農村有句俗話叫做:前不栽桑後不種柳。
說的是農村的宅院前不會刻意的去栽種桑樹,因爲在漢語讀音裏,桑等同於‘喪’,宅前栽桑樹,兇事會在前。
後院不種柳樹,在很多農村甚至是小縣城裏,家中老人去世後後代們送殯時,會用柳樹木棍纏着白紙製成哭喪棍爲故去的老人們送行。所以,活在世上的人都有點忌諱柳樹,柳樹種在宅院裏總會讓人感覺不舒服。

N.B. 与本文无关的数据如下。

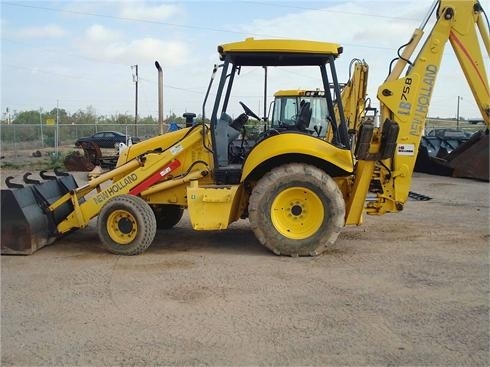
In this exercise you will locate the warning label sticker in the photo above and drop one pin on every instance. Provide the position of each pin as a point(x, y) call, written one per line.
point(406, 149)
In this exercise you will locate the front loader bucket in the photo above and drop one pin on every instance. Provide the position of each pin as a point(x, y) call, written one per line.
point(26, 225)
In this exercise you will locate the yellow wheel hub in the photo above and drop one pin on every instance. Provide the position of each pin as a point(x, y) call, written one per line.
point(122, 227)
point(297, 213)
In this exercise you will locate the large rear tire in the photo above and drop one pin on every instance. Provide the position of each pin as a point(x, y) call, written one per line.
point(297, 210)
point(167, 215)
point(126, 225)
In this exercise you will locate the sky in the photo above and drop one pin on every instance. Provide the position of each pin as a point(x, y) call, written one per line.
point(79, 54)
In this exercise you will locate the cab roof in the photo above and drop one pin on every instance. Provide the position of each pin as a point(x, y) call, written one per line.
point(299, 93)
point(279, 52)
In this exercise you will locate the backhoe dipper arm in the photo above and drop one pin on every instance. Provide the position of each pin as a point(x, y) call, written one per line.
point(405, 101)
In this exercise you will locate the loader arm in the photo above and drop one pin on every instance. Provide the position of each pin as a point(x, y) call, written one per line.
point(405, 103)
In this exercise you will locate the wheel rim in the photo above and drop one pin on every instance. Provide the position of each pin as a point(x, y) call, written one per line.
point(122, 227)
point(297, 213)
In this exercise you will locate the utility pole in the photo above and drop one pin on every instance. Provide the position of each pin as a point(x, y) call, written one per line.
point(457, 114)
point(57, 130)
point(41, 126)
point(135, 80)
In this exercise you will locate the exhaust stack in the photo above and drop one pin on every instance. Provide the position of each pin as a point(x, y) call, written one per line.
point(160, 96)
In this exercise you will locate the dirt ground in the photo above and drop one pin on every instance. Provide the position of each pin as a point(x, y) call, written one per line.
point(402, 289)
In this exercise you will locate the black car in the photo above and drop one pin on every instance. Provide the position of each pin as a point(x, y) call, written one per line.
point(106, 139)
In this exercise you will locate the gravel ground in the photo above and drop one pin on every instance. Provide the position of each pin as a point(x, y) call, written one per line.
point(402, 289)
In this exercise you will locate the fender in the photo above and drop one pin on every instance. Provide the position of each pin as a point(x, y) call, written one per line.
point(298, 144)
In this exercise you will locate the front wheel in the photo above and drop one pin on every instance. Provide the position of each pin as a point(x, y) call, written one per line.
point(126, 225)
point(297, 210)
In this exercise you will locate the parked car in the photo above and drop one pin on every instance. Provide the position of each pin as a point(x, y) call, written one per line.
point(106, 139)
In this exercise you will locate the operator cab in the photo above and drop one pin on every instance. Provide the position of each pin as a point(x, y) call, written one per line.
point(311, 114)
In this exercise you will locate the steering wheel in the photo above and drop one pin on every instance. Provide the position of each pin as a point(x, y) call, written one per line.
point(249, 112)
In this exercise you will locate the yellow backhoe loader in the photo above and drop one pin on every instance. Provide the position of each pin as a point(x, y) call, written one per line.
point(297, 187)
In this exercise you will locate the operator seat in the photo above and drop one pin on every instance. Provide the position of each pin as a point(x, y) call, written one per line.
point(304, 117)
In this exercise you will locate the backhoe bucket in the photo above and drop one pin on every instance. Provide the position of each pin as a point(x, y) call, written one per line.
point(26, 225)
point(470, 160)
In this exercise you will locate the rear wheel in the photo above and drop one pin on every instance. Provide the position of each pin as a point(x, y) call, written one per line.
point(167, 215)
point(126, 225)
point(296, 210)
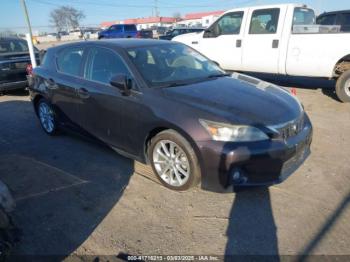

鬼宅裏的這顆柳樹少說也有百年以上的樹齡,遮天蔽日着將整座二層老宅徹底遮擋在了樹蔭下,樹根延伸到一定程度後再無生長餘地,索性破土而出,沿着宅子牆壁張牙舞爪的瘋漲。
整個‘鬼宅’完全被柳樹像包糉子一樣給包裹了,住在這麼大一顆柳樹的樹蔭裏,想不招鬼都難。
這宅在的上一任主人應該是得罪了什麼人,房子的禁忌全都被打破,大門高於屋頂且正對着街道,門前栽了一顆桑樹截了青龍氣,地氣全都用來養‘喪’。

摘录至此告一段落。